Runtime Sandboxing (gVisor, Kata Containers)
“https://gvisor.dev/ | https://katacontainers.io/”
By default, a container runs as a regular Linux process with kernel-level isolation (namespaces, cgroups, capabilities). For multi-tenant or untrusted workloads, this isn’t enough — a kernel exploit in the container can compromise the host. Runtime sandboxing (gVisor, Kata Containers) is a stronger isolation layer: the container runs in a user-space kernel (gVisor) or a hardware-virtualized microVM (Kata). The container thinks it has a kernel, but the actual kernel is a layer removed. This is the strongest workload isolation available in k8s.
Table of Contents
- The Threat Runtime Sandboxing Solves
- The Default Container Runtime (runc)
- gVisor — the User-Space Kernel
- Kata Containers — the Hardware Virtualization
- The RuntimeClass Resource
- Choosing a Sandbox Runtime
- The Performance Tradeoff
- The Compatibility Tradeoff
- Networking in Sandboxes
- Resource Overhead
- Common Patterns
- Operations and Debugging
- Gotchas and Common Mistakes
1. The Threat Runtime Sandboxing Solves
The default container runtime is runc (or crun). The container is a process on the host’s kernel. The kernel’s namespaces, cgroups, capabilities, seccomp, AppArmor are the only isolation.

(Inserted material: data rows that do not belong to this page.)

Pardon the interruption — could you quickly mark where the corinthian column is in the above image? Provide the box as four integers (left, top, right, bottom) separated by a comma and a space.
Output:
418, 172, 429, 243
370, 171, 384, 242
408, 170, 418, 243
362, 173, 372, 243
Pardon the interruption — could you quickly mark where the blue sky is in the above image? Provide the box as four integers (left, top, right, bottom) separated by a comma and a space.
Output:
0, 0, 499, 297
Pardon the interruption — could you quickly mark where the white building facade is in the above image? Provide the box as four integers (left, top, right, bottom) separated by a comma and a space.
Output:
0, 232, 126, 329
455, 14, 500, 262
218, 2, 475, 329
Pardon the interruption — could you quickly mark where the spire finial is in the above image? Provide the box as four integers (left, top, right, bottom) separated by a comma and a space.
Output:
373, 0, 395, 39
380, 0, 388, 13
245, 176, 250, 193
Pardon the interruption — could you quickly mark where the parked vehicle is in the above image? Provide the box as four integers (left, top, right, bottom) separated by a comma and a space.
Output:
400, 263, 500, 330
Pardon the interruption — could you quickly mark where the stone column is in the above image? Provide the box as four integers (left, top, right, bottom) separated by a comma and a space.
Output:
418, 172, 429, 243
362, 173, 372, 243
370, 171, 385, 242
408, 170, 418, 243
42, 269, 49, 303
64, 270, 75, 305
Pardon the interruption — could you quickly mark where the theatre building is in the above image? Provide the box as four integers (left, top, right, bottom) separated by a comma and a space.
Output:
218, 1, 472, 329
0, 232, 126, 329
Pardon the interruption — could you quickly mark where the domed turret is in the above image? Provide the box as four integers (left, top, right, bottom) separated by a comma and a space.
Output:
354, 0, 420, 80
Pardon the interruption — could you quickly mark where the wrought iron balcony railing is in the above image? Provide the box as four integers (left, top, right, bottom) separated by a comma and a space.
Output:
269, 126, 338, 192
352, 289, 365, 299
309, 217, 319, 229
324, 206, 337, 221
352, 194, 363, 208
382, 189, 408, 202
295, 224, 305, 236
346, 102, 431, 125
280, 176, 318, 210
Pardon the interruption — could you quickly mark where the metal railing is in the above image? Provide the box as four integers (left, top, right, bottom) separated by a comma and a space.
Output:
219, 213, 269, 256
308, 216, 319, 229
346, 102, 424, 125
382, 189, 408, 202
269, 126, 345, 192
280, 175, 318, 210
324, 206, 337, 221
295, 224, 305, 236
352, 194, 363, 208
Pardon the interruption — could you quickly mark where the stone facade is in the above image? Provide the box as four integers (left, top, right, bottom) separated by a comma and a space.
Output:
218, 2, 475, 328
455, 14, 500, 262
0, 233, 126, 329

A kernel exploit — a vulnerability in a syscall handler, a race condition in the kernel, a misconfigured capability — escapes the container and compromises the host. The blast radius: every Pod on the node.
For multi-tenant clusters (you don’t trust the workload) or untrusted code (third-party code, customer workloads), this is unacceptable. You need a kernel between the workload and the host.
Runtime sandboxing provides that:
- gVisor — a user-space kernel. The workload’s syscalls are intercepted and re-implemented in user space. The host kernel sees the gVisor process, not the workload.
- Kata Containers — a microVM (QEMU / Cloud Hypervisor). The workload runs in a separate VM. The host kernel is the hypervisor, not the workload’s kernel.
In both cases, a kernel exploit in the workload compromises the sandbox, not the host.
1.1 The threat model
The “kernel exploit” threat model:
- The workload is untrusted (or treated as such).
- The workload has a vulnerability that allows kernel-level code execution.
- The default container runtime (runc) executes the kernel code, which compromises the host.
With runtime sandboxing:
- The workload has the same vulnerability.
- The sandbox intercepts the kernel code before it reaches the host kernel.
- The exploit is contained within the sandbox.
This is the strongest practical defense against kernel exploits. It does NOT protect against:
- Application-level exploits — the app’s own bugs.
- Network-level exploits — the workload can still make network calls.
- Side-channel attacks — Spectre / Meltdown style.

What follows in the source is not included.